Indeed, great article!
The only tip that I couldn’t understand was the 1st one (native instead AS3).
Could we get some (archived, maybe) article as example?
- #5 by Bob on January 2nd, 2012 · Reply
  
  For example, use a flash.filters filter for your images instead of writing your own with get/set bitmap methods.
  - #6 by jackson on January 2nd, 2012 · Reply
    
    That’s a good example. In general, try to use the Flash API instead of doing the same thing yourself. You may even find that using two or three Flash API functions is faster than a function you could write yourself that did the same thing in a more direct way. The advantage of native code for expensive operations (like image filtering as Bob points out) is rather large so it’s always good to consider what the Flash API offers before you write a custom function yourself.
#7 by NemoStein on January 3rd, 2012 · Reply

Thx, Bob and Jackson.

By the way, Jackson, you suggested to “Use fewer static accesses”.
For some time now I was writing code like this:

[Embed(source = "assets/image.png")] private static const imgImage:Class;

I thought that, as a constant, the compiler knew that it would never change, and as a static property, the instantiation occur only once and in the first time the class is called.
Am I irreversibly wrong.
- #8 by jackson on January 3rd, 2012 · Reply
  
  The tip is to access static variables like that as infrequently as possible. For example, instead of this:
  
  // Pretty pointless, but make an array of the first 1000 multiples of PI const len:int = 1000; var timesPI:Array = new Array(len); for (var i:int; i < len; ++i) { timesPI[i] = Math.PI * i; }
  
  Cache the Math.PI as a local variable:
  
  // Pretty pointless, but make an array of the first 1000 multiples of PI const len:int = 1000; const PI:Number = Math.PI; var timesPI:Array = new Array(len); for (var i:int; i < len; ++i) { timesPI[i] = PI * i; }
  
  You therefore reduce your static field accesses from 1000 to 1 at the cost of a local variable and 1000 local variable accesses. Since local variable accesses are much cheaper, this results in a big performance savings.
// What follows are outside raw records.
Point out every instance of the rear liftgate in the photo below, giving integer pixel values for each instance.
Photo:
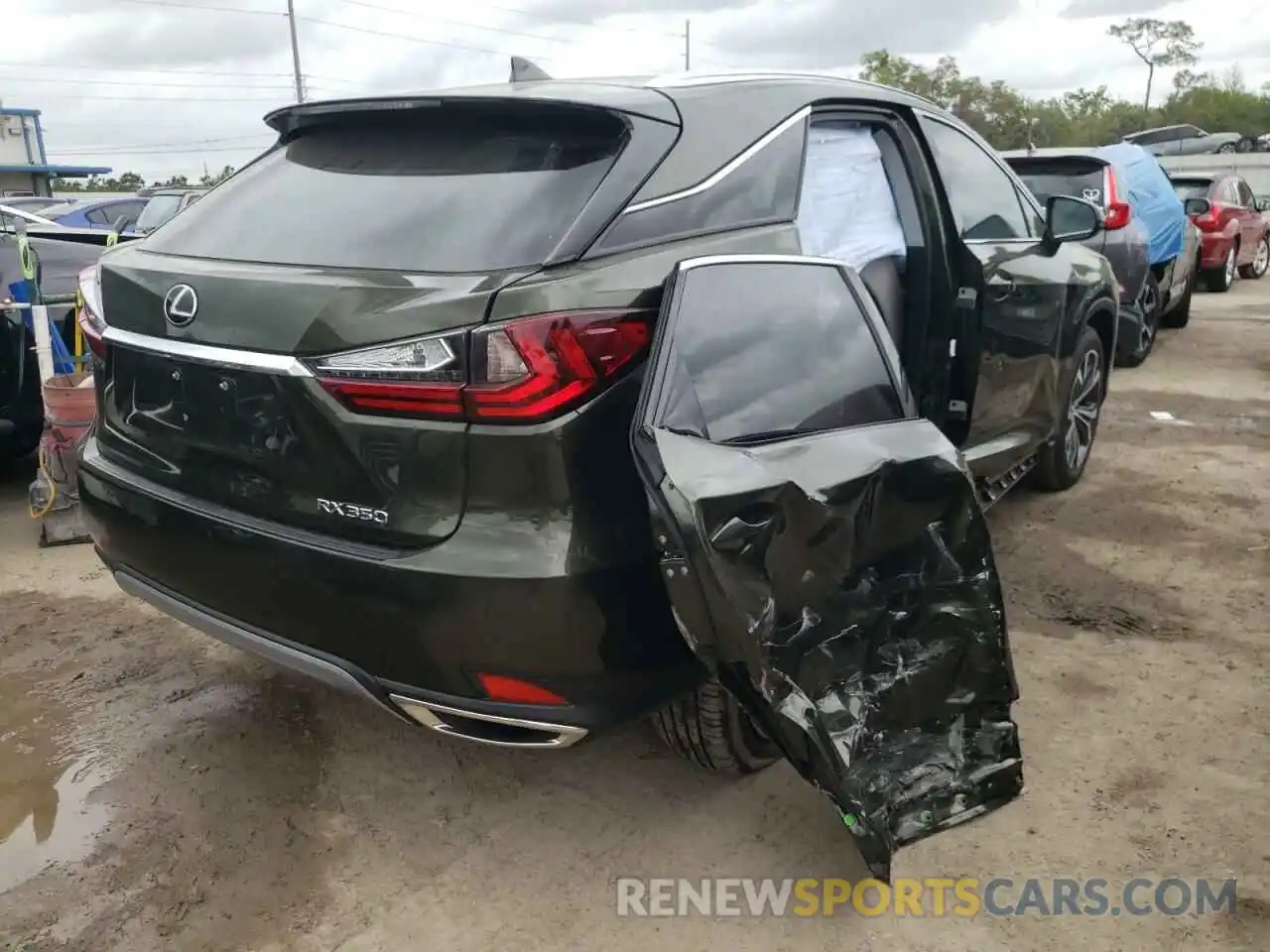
(841, 583)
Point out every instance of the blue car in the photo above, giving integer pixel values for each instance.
(94, 212)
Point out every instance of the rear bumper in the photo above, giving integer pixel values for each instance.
(499, 730)
(403, 633)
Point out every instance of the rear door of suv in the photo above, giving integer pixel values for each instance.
(825, 548)
(296, 345)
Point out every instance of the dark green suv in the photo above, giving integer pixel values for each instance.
(530, 409)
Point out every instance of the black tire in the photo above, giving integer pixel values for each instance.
(1134, 353)
(1220, 278)
(1180, 315)
(1257, 267)
(708, 728)
(1056, 471)
(21, 444)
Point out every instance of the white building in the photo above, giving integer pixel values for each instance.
(24, 169)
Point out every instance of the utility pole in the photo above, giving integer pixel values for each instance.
(295, 51)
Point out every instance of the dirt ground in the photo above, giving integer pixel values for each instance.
(162, 791)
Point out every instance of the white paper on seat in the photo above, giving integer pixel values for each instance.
(847, 209)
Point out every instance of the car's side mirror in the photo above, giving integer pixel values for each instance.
(1070, 218)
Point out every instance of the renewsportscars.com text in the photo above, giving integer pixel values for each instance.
(965, 896)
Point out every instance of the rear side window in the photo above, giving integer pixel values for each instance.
(1192, 188)
(451, 189)
(775, 347)
(1079, 178)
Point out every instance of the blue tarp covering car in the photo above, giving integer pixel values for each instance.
(1151, 195)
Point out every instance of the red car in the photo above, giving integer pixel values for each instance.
(1232, 231)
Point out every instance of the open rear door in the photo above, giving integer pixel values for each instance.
(825, 549)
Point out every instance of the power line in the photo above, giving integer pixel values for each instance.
(402, 36)
(136, 82)
(200, 7)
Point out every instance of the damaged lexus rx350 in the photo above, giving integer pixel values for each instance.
(676, 398)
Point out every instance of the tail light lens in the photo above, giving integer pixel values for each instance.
(1209, 220)
(525, 371)
(90, 315)
(1119, 212)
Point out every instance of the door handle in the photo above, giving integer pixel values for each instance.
(734, 534)
(1002, 289)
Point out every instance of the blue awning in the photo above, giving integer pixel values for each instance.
(64, 171)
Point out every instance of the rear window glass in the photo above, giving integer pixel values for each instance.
(449, 189)
(1080, 180)
(775, 347)
(1192, 188)
(158, 209)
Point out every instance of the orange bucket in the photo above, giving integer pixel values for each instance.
(70, 404)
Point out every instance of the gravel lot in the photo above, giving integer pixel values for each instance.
(160, 791)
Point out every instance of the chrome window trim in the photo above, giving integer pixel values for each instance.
(280, 365)
(722, 173)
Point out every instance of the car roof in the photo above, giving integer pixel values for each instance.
(721, 114)
(1055, 153)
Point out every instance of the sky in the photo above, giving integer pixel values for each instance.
(173, 86)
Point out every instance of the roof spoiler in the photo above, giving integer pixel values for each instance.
(526, 71)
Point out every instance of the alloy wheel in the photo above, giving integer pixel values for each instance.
(1082, 411)
(1262, 261)
(1150, 304)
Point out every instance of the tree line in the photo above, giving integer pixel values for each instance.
(131, 181)
(1089, 116)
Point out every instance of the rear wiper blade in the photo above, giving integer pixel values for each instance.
(767, 435)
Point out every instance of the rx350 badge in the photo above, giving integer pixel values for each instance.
(350, 511)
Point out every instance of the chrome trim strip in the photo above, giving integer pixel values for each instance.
(992, 154)
(426, 712)
(754, 149)
(690, 263)
(280, 365)
(275, 653)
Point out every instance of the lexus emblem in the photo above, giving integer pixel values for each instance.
(181, 304)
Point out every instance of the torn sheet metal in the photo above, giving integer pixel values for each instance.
(843, 588)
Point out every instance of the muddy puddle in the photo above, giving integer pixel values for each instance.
(48, 814)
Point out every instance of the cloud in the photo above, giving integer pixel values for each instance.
(826, 33)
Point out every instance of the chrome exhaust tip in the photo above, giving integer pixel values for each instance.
(493, 730)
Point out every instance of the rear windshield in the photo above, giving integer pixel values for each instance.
(158, 209)
(1079, 178)
(1192, 188)
(465, 188)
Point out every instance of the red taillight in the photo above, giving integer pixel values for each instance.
(538, 367)
(1119, 213)
(524, 371)
(89, 313)
(499, 687)
(1209, 220)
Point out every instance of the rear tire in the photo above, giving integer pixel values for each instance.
(21, 444)
(1220, 278)
(1256, 268)
(1084, 386)
(708, 728)
(1135, 353)
(1180, 315)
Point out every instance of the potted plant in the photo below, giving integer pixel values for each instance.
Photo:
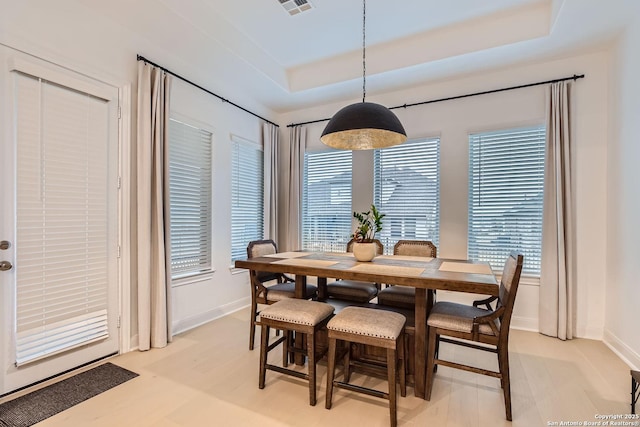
(369, 223)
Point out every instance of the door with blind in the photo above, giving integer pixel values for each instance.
(59, 298)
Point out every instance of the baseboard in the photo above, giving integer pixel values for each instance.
(202, 318)
(626, 353)
(525, 323)
(590, 332)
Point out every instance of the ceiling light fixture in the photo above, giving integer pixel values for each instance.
(364, 125)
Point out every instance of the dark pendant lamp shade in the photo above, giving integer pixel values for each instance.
(363, 126)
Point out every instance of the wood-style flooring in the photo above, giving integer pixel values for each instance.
(208, 377)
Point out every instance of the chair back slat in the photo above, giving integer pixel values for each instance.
(260, 248)
(424, 248)
(508, 288)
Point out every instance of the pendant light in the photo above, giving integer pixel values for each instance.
(364, 125)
The same would apply for your embedded asset if you were accessing the static variable it’s bound to a lot, such as an image tile being repeated in a game.
#9 by snick on January 3rd, 2012 · Reply

Just complaining about the tip #8. Statically means that compiler (so the runtime) know the exact position of that object (and the size). In the byte code it simply replace the address location every time there’s an invocation.
On the other hand non static declaration suffers of the dynamic luck up system ( that’s the way AS3, as java does, resolve inheritance and type checking at runtime).

So, i would say that statical definition are more efficient. For completeness i must admit that static defining thing is not a best practice, and sometimes lead in inefficient use of memory.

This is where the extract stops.